Day 7: Mount Lavinia & Departure
Mount Lavinia Beach
Take the coastal train south to Mount Lavinia — a 30-minute scenic ride along the ocean for under 50 LKR. Mount Lavinia is Colombo's beach escape — a wide golden sand beach below the colonial Mount Lavinia Hotel (formerly the British governor's seaside residence). Swim in the warm Indian Ocean, watch local fishermen at work, and eat freshly grilled prawns at a beach shack. The atmosphere is local and family-friendly with few international tourists.

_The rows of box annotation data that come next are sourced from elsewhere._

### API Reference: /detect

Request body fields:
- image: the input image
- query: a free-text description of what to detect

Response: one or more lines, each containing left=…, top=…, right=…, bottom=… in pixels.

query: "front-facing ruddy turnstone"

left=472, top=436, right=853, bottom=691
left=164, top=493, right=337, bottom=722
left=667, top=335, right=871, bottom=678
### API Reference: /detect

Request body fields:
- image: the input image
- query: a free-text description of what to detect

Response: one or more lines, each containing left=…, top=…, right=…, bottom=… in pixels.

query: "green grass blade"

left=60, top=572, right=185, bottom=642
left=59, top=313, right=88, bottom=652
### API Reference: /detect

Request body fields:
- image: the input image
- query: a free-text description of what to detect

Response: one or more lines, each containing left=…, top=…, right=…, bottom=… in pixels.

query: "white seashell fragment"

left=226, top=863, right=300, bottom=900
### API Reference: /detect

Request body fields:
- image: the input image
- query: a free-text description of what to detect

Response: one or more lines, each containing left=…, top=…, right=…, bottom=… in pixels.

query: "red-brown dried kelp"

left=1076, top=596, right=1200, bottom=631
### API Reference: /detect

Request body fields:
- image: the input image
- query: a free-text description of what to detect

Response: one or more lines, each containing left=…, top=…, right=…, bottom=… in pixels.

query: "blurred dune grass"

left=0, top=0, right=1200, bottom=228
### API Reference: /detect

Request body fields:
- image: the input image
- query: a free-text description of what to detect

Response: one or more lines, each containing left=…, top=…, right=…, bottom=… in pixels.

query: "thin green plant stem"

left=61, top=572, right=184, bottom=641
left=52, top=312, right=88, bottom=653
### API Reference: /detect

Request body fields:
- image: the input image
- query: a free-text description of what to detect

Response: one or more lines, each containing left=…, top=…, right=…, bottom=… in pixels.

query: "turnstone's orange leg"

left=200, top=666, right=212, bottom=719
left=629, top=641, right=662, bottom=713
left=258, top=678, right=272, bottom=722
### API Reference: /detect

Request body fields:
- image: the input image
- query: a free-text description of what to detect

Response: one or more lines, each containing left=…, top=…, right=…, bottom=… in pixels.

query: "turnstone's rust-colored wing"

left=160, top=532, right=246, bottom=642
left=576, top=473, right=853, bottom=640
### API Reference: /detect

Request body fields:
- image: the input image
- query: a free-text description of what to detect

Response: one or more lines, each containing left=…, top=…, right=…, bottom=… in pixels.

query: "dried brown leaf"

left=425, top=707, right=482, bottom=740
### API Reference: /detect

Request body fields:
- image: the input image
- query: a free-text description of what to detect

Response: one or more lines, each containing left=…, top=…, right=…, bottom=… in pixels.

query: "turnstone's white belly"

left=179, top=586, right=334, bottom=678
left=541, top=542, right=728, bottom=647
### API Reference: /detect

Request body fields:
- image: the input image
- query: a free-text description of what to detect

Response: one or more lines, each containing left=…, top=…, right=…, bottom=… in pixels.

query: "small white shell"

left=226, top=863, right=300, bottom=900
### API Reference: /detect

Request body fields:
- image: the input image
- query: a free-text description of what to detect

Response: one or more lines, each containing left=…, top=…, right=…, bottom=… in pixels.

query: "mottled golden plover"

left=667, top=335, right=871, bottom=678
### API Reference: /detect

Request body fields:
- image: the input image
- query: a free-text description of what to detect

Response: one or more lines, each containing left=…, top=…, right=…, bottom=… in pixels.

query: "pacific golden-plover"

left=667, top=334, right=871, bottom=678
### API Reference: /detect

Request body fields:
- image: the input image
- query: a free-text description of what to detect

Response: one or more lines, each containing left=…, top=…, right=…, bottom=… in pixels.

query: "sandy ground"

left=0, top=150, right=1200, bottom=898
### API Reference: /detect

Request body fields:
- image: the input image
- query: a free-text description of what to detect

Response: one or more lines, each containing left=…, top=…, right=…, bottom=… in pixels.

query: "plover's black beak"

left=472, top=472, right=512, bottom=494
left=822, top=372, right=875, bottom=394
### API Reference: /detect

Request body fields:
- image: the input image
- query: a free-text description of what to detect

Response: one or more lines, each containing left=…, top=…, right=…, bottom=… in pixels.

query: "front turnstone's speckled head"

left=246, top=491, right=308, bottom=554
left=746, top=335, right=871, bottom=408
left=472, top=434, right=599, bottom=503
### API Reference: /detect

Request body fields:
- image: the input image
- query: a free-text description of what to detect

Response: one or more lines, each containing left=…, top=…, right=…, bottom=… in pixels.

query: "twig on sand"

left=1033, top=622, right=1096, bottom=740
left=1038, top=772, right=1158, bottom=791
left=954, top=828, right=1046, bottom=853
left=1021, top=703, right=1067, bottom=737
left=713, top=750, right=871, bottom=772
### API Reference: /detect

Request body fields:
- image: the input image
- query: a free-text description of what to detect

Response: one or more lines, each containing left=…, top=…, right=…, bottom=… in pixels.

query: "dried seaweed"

Last-Minute Shopping & Souvenirs
Return to Colombo for final shopping. The best souvenirs from Sri Lanka are: Ceylon tea (buy loose-leaf at Pettah market or from Dilmah and Mlesna shops), cinnamon (Sri Lanka produces the world's finest true cinnamon), handwoven textiles from Barefoot, batik prints, and wooden masks from traditional crafts shops. The Odel department store in Colombo 7 has a good selection of Sri Lankan-designed clothing and handicrafts under one roof.
Farewell Galle Face Sunset
End your Colombo week where you started — at Galle Face Green for a final sunset over the Indian Ocean. Order one last plate of kottu roti from the street vendors, sip a king coconut, and reflect on a city that surprises every visitor. Colombo is not just a transit point — it is a vibrant, multicultural, increasingly confident capital with a food culture and cultural depth that rewards those who take the time to explore it properly.